Sexting is a form of foreplay – something that can be a complete hit or miss. A lot of people believe they’re bad at sexting, and more often than not those who truly believe that they’re great at it aren’t. Ever had someone send you messages that are meant to steam things up but instead turn you off completely?

The key to sexting is being aware of your desires and matching those with your partner by offering previews in order to tease and tantalise, using past memories to compliment them as well as affirming their responses. My personal favourite part of sexting is introducing new areas of discovery by sharing my fantasies and exploring the possibilities of your sex life. It can get awkward if you aren’t used to it but using words you usually use, speaking like yourself and having the ability to read the room by adjusting your levels of dirty. You don’t want to seem too meek but you also don’t want to scare someone away.
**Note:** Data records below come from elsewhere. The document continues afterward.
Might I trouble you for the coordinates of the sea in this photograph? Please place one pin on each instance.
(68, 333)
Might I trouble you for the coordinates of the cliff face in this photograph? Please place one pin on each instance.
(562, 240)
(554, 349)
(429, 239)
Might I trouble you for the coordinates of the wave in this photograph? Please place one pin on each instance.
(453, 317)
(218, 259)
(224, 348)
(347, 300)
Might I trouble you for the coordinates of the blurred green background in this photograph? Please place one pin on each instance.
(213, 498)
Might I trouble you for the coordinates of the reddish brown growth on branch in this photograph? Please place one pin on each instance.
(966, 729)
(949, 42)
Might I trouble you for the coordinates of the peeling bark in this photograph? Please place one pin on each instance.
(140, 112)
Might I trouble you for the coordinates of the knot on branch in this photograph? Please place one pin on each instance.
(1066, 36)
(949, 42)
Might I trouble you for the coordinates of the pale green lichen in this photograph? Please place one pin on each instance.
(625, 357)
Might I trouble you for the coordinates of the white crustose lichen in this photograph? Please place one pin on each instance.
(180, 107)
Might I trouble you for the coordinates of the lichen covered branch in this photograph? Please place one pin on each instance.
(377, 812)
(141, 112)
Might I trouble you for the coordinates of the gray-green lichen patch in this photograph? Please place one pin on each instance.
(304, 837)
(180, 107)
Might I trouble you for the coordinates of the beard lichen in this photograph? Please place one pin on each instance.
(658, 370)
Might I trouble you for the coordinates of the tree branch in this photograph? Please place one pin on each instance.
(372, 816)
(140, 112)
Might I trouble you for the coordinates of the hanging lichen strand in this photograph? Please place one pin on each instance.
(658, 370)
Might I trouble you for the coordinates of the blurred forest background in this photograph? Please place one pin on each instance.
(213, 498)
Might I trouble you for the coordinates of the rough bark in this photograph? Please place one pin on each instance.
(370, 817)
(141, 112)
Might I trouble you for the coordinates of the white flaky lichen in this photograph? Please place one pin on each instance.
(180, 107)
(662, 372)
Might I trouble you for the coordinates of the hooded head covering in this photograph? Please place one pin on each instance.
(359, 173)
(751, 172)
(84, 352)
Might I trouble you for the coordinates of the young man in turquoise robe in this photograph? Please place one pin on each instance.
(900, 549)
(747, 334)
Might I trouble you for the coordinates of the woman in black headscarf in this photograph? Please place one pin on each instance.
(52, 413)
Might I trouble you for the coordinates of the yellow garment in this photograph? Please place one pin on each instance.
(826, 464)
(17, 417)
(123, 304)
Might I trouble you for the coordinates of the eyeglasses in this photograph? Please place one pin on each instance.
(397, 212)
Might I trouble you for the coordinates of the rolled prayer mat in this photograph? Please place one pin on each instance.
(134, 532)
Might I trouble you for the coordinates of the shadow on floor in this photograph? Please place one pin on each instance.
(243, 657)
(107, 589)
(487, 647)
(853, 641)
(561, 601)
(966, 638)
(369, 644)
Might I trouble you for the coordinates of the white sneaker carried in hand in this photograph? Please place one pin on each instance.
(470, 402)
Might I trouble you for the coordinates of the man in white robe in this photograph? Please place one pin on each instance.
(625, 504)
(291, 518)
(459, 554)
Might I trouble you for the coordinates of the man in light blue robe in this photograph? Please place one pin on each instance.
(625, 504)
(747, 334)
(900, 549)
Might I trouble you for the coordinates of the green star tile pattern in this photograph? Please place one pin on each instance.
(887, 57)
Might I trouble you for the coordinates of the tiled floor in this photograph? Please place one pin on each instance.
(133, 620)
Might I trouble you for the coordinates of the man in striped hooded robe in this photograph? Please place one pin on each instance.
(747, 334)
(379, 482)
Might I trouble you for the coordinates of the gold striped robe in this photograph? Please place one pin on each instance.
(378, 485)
Another favourite thing of mine is to take pictures of myself. At times I send these to my partner at the most unexpected times, especially when we haven’t seen each other in a while. A visual tantaliser. Taking these pictures is a fun way of getting to know my own body and appreciate it. When I feel good about my body and am able to trust someone else with that? That’s intimacy to me.

Trust is an important thing when it comes to sharing these pictures. Trust means safety. If you don’t feel comfortable enough with another person, sharing your private pictures with them is definitely not a good idea. This is the first key in sexting safely.

The second step in being safe is dependant on that trust. You then need to determine whether or not you would send other people pictures with your face in it. Anyone can send a nude and if it does get into the wrong hands, there won’t be much to link it to you. Do you have any notable body modifications? If you have a well-known piercing or tattoo, make sure they aren’t in the picture. Check your surroundings and ensure, once again, that there is nothing familiar there. If any of these things are in the picture, it’s a good idea to establish an agreement with your partner if they’ll be keeping or deleting the images once you’ve shared them.

Deleting images from your own device is also something that you should consider. Does your phone save pictures on the internal storage or external storage? Be aware of whether your device automatically uploads your images to cloud storage. If you want to be completely safe, delete them afterwards. Don’t sext from any work-related devices! I’m sure you wouldn’t want your colleagues to know about your private life that intimately.

This may all seems like paranoia, but who wants something as fun and enthralling as sexting to keep your sex life satisfying being ruined by breached privacy. Keep your private matters with your partners safe and sexting should be an amazing experience, each time. Happy sexting!